Il limite dell'Amazzone esiste solo per una donna particolarmente timida, schiva, e non intenzionata a lasciarsi andare: in quella posizione, infatti, offre la vista del proprio corpo e del proprio viso all'uomo sotto di lei, tiene i seni a portata della bocca di lui, ed ogni espressione di piacere del viso sarà vista dal partner. Alcune donne proprio per questo si bloccano. Un po' per timidezza, un po' per certi canoni sociali imposti dall'educazione ricevuta. In tal caso viene in soccorso la Cavalcata normanna, che gli americani, con spirito meno romantico, chiamano Reverse Cow Girl. E' uguale all'Amazzone, con la differenza che la donna volge le spalle all'uomo. Le stimolazioni sono le stesse, ma poiché l'uomo non la vede in faccia, la donna può davvero scatenarsi liberamente e lasciarsi andare. L'unica accortenza, per la donna, è che deve stare attenta a non forzare il pene in una posizione troppo in avanti, per evitare di far male al partner.

Pecorina

 

Mentre le due posizioni appena viste permettono una stimolazione clitoridea molto forte, la classica Pecorina non stimola per niente il clitoride. Infatti non funziona per tutte le donne, ma solo per quelle molto sensibili in zona vaginale, e che non hanno necessità della stimolazione del clitoride per raggiungere l'orgasmo; infatti quelle donne che hanno necessità di questo tipo di stimolazione istintivamente si toccano il clitoride con una mano durante la Pecorina, come per masturbarsi. E' una posizione utilissima per quelle fanciulle che vogliono provare un orgasmo vaginale e non uno clitorideo.

Missionaria

Ebbene sì, la posizione più diffusa nella nostra cultura, quella che addirittura per secoli è stata indicata come l'unica posizione regolare, è solo al quarto posto, non è tra le primissime.

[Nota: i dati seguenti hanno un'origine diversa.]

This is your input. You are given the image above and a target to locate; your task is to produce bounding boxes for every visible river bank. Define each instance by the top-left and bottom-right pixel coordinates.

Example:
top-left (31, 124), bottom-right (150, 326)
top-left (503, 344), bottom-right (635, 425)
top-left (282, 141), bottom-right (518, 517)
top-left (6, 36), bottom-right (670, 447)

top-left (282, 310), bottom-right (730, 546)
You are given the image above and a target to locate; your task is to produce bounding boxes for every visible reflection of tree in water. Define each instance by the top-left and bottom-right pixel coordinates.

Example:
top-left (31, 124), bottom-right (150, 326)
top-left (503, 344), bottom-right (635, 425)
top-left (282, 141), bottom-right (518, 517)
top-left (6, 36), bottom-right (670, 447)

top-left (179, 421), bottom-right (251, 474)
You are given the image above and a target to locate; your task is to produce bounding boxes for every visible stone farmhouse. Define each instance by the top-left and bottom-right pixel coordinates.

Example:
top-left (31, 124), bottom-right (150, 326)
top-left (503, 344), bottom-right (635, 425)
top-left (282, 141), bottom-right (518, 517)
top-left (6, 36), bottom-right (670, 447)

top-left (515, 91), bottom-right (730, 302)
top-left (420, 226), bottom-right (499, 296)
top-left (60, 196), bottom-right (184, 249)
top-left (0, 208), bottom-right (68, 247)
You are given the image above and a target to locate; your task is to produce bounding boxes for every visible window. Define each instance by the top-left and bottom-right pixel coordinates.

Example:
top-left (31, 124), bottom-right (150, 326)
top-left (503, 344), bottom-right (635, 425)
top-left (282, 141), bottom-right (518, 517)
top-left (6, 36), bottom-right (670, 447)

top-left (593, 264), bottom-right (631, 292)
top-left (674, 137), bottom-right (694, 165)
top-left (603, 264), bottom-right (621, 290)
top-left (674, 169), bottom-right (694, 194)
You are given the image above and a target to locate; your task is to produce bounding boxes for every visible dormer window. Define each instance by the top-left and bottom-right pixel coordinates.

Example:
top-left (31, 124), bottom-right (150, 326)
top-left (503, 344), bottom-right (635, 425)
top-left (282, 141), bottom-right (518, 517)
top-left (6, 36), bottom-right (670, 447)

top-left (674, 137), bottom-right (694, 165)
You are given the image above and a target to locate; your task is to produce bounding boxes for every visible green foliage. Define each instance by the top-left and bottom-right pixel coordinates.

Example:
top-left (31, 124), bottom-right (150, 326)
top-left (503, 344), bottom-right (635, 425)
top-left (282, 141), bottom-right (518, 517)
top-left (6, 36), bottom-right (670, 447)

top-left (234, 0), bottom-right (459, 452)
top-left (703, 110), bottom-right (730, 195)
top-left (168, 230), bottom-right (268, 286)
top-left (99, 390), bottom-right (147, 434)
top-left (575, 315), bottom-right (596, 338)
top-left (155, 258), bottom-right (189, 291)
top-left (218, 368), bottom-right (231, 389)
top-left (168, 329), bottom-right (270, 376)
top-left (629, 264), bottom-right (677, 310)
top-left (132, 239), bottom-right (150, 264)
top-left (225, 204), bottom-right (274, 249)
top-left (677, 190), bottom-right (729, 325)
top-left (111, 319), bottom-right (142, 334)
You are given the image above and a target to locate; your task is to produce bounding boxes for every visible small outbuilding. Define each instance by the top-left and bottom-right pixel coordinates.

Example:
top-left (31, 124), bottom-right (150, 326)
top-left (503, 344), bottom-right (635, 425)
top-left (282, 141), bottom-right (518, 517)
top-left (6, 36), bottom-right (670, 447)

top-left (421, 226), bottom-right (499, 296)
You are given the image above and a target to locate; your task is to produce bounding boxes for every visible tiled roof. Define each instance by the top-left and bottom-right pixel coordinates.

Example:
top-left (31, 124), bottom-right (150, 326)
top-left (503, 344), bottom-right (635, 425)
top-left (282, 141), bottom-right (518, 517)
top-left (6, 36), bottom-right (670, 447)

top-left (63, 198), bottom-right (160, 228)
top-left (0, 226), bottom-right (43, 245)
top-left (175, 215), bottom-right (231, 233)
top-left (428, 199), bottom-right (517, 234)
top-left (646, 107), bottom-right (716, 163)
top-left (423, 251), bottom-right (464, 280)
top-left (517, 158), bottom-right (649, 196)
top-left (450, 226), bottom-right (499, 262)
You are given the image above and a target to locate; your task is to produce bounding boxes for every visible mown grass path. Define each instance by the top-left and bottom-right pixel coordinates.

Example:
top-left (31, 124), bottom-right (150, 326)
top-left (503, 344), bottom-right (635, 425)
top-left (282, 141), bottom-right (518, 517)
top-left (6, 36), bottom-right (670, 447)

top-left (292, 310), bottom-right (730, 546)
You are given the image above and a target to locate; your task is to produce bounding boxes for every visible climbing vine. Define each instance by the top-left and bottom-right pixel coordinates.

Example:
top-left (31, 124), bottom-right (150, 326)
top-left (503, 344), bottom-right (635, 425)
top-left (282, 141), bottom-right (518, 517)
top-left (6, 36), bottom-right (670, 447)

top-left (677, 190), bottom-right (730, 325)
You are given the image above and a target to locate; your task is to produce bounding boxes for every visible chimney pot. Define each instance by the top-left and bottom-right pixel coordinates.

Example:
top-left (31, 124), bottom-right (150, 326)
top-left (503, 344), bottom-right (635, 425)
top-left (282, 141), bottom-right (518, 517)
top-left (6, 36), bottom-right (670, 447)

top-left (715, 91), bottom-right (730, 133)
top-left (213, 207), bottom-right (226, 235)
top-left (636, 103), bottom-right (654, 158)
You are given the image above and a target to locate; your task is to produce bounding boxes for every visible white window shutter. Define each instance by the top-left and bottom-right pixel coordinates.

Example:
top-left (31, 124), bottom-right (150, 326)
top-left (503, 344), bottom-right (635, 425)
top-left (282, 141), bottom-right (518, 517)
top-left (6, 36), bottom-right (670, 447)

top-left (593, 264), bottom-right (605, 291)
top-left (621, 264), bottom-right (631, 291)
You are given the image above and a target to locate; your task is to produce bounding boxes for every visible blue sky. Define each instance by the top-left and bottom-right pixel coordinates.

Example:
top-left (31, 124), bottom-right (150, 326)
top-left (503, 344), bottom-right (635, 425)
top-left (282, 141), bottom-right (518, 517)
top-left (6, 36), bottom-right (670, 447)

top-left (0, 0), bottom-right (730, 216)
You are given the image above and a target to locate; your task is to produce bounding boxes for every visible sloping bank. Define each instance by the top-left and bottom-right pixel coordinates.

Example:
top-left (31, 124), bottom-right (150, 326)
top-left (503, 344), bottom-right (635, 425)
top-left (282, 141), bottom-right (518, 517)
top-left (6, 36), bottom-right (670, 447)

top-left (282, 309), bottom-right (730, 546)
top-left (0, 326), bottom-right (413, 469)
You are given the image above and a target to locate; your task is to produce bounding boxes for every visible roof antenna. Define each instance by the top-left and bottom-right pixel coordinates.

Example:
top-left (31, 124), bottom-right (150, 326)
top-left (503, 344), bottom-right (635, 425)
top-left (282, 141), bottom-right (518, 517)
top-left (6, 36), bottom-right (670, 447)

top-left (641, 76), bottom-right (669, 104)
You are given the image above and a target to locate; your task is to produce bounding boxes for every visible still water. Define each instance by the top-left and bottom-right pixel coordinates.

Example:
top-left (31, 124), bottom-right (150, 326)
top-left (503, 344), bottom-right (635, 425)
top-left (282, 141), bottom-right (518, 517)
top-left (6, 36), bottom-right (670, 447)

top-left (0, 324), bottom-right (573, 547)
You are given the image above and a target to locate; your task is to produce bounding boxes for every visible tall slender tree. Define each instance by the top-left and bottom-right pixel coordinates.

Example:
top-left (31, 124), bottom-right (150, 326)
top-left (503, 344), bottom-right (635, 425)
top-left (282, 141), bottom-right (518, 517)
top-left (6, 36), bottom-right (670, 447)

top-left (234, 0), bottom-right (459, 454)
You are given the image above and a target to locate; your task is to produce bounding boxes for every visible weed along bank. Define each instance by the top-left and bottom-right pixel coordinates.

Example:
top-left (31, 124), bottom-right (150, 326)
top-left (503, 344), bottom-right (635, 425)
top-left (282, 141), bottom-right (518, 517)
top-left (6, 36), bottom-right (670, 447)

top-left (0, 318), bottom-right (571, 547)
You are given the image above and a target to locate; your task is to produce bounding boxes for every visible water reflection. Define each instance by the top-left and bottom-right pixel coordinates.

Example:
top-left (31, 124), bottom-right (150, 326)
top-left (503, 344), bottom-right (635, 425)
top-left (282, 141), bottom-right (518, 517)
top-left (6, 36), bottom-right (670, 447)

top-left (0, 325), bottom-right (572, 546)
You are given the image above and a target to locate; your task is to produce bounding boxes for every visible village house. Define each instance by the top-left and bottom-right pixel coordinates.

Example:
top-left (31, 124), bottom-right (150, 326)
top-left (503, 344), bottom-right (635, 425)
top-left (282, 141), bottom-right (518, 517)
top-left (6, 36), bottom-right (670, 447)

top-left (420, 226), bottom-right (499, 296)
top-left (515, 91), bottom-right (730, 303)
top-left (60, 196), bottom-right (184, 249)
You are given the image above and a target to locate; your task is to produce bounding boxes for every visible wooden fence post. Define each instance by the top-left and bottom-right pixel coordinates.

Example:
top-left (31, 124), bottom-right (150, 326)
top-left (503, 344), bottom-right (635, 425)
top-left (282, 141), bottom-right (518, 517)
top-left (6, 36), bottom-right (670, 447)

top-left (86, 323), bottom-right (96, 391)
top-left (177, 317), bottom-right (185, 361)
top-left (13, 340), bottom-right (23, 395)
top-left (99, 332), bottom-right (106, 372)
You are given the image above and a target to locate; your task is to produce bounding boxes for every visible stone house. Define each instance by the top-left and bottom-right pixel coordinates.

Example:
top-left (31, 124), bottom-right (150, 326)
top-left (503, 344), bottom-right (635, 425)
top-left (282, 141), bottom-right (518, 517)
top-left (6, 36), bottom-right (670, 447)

Ci sono donne che addirittura pur provando piacere sia fisico sia psicologico, non raggiungono l'orgasmo se fanno sesso alla Missionaria. Il motivo è semplice: la posizione a gambe aperte, e sollevate, fa sì che la stimolazione alla zona delle grandi e piccole labbra sia praticamente nulla. D'altra parte, la stimolazione del clitoride si ha solo a tratti, quando l'uomo affonda all'interno, un attimo prima che si ritragga: solo in quel momento, si appoggia e preme sul monte di Venere e sulla zona clitoridea. Pertanto, rispetto alle altre posizioni già viste, la Missionaria è quella con meno stimoli.

Sessantanove

Sembrerà paradossale, ma nella classifica delle prime 5 posizioni ce n'è una che non è un vero e proprio rapporto completo. Questo perché, dal punto di vista del puro piacere fisico, per una donna un ricevere un rapporto orale è sempre preferibile, e può portare ad un forte orgasmo già durante i preliminari. D'altra parte, il movimento della lingua stimola sia la vagina esterna sia il clitoride, e ci sono donne che godono solo e unicamente quando gliela si lecca.